M. de Vaudreuil au comte d'Artois
Florence, 16 mai 1790
- n° 35

Il faut que je vous gronde également du trop de confiance de la lettre que j'ai reçue avant de partir de Rome, et du noir excessif qui barbouille celle que je reçois ici. Ce que vous trouviez si facile dans la première m'a paru impossible pour le moment ; et ce que vous me mandez dans celle-ci me paraît beaucoup trop noir. Je vous avais aussi annoncé cette défiance et cette lenteur dont vous vous plaignez ; il faut donc vous armer plus que jamais de sagesse et de patience. Vous avez près de vous des motifs de consolation qui soulageront vos peines.
Je n'attends plus de vos nouvelles qu'à Venise, où nous serons le 27 au plus tard.
Je frémis du moment où nous annoncerons à Mme de Guiche la mort de Mme de Piennes ; elle la croit guérie, et est dans une sécurité entière et qui nous déchire. Mes malheureux amis en sont accablés, et, avec la mort dans l'âme, ils sont obligés de montrer un visage tranquille et riant, jusqu'à ce que l'époque où se trouve Mme de Guiche soit passée. Ce sera dans deux jours, la veille même du jour où nous partirons d'ici. Nous lui remettrons alors la lettre de Mme de Polastron que, jusqu'à présent, nous avons gardée, et elle y verra les marques de son amitié. Nous n'avions pas besoin de ce surcroît à nos peines.
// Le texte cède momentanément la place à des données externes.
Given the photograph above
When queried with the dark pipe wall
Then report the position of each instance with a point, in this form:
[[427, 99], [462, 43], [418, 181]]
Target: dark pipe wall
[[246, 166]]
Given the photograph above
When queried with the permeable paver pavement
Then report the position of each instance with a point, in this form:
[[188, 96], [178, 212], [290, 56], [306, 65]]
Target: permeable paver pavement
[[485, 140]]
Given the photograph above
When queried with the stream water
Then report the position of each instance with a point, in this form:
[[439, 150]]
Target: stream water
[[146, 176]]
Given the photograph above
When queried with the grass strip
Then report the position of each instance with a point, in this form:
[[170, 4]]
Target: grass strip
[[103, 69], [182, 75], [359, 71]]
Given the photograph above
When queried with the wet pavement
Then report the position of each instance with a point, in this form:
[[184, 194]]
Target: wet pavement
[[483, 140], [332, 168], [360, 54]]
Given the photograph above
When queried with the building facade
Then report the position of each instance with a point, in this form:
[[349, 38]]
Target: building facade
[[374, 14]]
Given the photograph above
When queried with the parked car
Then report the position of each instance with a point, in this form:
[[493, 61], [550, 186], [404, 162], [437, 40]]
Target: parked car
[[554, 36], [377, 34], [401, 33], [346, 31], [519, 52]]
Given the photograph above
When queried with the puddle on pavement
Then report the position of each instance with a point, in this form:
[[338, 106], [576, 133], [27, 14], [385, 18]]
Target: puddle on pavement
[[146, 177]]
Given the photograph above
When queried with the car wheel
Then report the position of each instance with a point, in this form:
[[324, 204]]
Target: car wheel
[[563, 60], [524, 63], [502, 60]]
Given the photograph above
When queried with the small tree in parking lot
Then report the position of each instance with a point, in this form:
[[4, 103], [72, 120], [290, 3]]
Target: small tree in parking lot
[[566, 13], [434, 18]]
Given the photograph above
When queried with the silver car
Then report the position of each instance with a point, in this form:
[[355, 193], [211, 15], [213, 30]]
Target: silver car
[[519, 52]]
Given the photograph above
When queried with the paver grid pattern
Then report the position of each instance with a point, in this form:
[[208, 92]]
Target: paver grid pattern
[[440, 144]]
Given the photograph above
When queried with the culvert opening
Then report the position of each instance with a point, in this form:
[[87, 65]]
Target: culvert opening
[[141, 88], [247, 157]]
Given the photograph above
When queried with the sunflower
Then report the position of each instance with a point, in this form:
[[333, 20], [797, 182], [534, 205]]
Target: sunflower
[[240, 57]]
Ma santé est meilleure. Le voyage m'a fait plus de bien que de mal ; dois-je m'en réjouir ou m'en affliger ? Je sais du moins que vous vous en réjouirez.
On dit que nous arons un charmant établissement à une campagne, près de Venise ; mais je regrette ce divin cardinal, dont les conversations m'étaient d'un grand secours, et qui avait pris pour mes amis la plus tendre amitié et la plus profonde estime. ce digne homme est inconsolable de notre départ.
Nous allons être près de quinze jours sans nouvelles. Puissent celles que nous apprendrons à notre arrivée mettre sur les plaies de nos coeurs un baume salutaire !
Adieu, aimez toujours votre vieux serviteur et votre plus tendre ami.
Mes amis vous présentent leurs tendres et respectueux hommages.